Sajikan Drama di Tengah Teror Bom Thamrin dalam '22 Menit'
jpnn.com, JAKARTA - Film drama aksi terbaru berjudul 22 Menit siap menghibur penonton tanah air. Karya terbaru sutradara Eugene Panji dan Myrna Paramita itu mengangkat kisah tentang keberanian warga dan kesigapan aparat kepolisian dalam mengatasi serangan teroris yang terjadi di kawasan Thamrin, Jakarta Pusat pada Januari 2016 silam.
Film 22 Menit dibintangi oleh Ario Bayu yang berperan sebagai Ardi. Dia adalah anggota pasukan antiterorisme kepolisian yang mempertaruhkan nyawanya demi mengamankan ibu kota dari ledakan bom.
Berkat kesigapan tim dan juga bantuan dari seorang polisi lalu lintas bernama Firman (Ade Firman Hakim), pelaku serangan bom bisa diamankan dalam waktu 22 menit. Peristiwa berakhir dengan singkat, tapi insiden mematikan tersebut mengubah hidup orang banyak untuk selamanya.
Selain cerita tentang Ardi dan Firman, film 22 Menit juga menghadirkan sudut pandang mereka yang ikut terjebak di dalam situasi mencekam. Beberapa di antaranya adalah office boy bernama Anas (Ence Bagus), dua karyawati bernama Dessy (Ardina Rasti) dan Mitha (HanaMalasan), serta Shinta (Taskya Namya) yang merupakan kekasih Firman.

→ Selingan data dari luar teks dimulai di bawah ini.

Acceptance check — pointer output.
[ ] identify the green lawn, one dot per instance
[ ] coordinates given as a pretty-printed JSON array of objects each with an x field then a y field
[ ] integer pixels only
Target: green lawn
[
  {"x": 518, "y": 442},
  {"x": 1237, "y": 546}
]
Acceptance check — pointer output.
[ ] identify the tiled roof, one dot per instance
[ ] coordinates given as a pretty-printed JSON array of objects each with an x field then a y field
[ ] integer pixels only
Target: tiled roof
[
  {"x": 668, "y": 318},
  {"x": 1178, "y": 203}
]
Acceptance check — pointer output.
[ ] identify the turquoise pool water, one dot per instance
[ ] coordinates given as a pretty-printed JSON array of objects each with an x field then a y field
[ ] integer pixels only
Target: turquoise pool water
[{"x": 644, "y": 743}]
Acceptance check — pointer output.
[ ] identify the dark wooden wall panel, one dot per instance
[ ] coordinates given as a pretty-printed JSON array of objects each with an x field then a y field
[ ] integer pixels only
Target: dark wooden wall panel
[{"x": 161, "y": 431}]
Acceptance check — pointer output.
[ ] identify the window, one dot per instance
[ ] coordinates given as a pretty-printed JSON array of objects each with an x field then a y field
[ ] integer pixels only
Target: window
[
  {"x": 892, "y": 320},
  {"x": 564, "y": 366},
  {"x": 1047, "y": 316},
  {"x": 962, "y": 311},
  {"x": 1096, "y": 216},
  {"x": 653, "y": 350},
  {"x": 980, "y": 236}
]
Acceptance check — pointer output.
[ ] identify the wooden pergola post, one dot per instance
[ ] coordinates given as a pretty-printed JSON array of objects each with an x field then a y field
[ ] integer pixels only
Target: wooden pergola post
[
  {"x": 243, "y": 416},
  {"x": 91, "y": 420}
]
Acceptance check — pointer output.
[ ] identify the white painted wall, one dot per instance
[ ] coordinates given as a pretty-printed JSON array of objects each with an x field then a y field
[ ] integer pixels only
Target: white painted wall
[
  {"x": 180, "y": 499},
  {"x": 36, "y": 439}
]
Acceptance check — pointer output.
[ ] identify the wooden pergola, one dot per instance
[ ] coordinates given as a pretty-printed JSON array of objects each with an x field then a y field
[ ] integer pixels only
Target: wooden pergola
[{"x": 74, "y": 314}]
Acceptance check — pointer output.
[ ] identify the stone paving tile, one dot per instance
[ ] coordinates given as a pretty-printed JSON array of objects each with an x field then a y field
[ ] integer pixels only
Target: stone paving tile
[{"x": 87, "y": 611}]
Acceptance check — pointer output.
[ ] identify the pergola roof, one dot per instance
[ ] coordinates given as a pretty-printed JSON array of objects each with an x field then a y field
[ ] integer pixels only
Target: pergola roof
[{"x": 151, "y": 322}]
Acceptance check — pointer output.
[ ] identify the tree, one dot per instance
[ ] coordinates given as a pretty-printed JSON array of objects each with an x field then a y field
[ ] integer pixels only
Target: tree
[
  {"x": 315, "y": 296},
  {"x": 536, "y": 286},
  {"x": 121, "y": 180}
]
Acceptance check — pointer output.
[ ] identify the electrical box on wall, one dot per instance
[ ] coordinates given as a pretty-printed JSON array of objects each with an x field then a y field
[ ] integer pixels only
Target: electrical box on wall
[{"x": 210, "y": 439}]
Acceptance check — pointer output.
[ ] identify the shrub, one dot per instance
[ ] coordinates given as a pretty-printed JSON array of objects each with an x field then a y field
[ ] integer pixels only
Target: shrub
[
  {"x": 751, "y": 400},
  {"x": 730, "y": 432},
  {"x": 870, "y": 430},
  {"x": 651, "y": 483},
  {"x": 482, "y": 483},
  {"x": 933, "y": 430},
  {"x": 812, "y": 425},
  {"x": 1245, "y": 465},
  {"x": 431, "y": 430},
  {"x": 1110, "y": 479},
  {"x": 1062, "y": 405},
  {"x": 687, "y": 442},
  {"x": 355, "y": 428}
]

Para pemain dan kru 22 Menit dalam jumpa pers di kawasan Kuningan, Jakarta Selatan, Senin (16/7). Foto: Dedi Yondra/JPNN
"Ini adalah kerja sama semua tim. Film ini mengangkat sisi edukasi tentang kemanusiaan, bagaimana bahaya teroris," kata Lexy Mere selaku produser 22 Menit di Kuningan, Jakarta Selatan, Senin (16/7).
Eugene dan Myrna yang bekerja sama dengan penulis naskah Husein M. Atmojo dan Gunawan Raharja memang berniat untuk mengangkat nilai-nilai kemanusiaan yang terkait dengan peristiwa tersebut. Meski terinspirasi dari kisah nyata, Eugene menegaskan bahwa 22 Menit tidak dimaksudkan sebagai dokumentasi dari kejadian 2016 lalu.
"Kami mendramatisasi beberapa bagian dari peristiwa bom Thamrin untuk keperluan bercerita lewat medium film. Kami berniat menyuguhkan sajian teknologi canggih ke layar lebar,” ucap Eugene.
Tim produksi 22 Menit menggarap film berdurasi 75 menit ini dengan serius. Menurut Myrna yang telah melakukan penelitian di Polri selama setahun sebelum produksi dimulai, pihak Buttonijo rajin berkonsultasi dengan aparat demi akurasi adegan.